Quickstart Tutorial

This tutorial is a step-by-step guidance on implementing a specialized chatbot with RAG stack using embedding models (e.g., Voyage embeddings) and large language models (LLMs). We start with a brief overview of the retrieval augmented generation (RAG) stack. Then, we’ll briefly go through the preparation and vectorization of data (i.e. embeddings). We’ll show how to do retrieval with embeddings as well as some additional refinements with rerankers. Finally, we’ll put this all together to create a simple RAG chatbot.

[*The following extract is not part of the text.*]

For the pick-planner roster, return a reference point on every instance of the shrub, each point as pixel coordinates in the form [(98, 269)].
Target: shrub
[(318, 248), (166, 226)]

Brief overview of the RAG stack

A typical RAG stack is illustrated in Figure 1. When presented with a search query, our initial step involves employing the embedding model, such as Voyage embeddings, to derive the vector representation of the query. Subsequently, we conduct a document search, identifying the most relevant documents from a vector store The most relevant document is then selected and combined with the original query. This composite input is then submitted to a generative model to generate a comprehensive response to the query. This RAG stack can be further refined with reranking, which we’ll discuss in a later section.

Figure 1: Typical RAG stack

Figure 1: Typical RAG stack

Prepare data

You will need a corpus of documents that your chatbot will specialize in. You can choose to save your documents as demonstrated below or use the following set of documents as a starting point.

documents = [
    "The Mediterranean diet emphasizes fish, olive oil, and vegetables, believed to reduce chronic diseases.",
    "Photosynthesis in plants converts light energy into glucose and produces essential oxygen.",
    "20th-century innovations, from radios to smartphones, centered on electronic advancements.",
    "Rivers provide water, irrigation, and habitat for aquatic species, vital for ecosystems.",
    "Apple’s conference call to discuss fourth fiscal quarter results and business updates is scheduled for Thursday, November 2, 2023 at 2:00 p.m. PT / 5:00 p.m. ET.",
    "Shakespeare's works, like 'Hamlet' and 'A Midsummer Night's Dream,' endure in literature."
]

We have additional examples available in this link for you to download and test.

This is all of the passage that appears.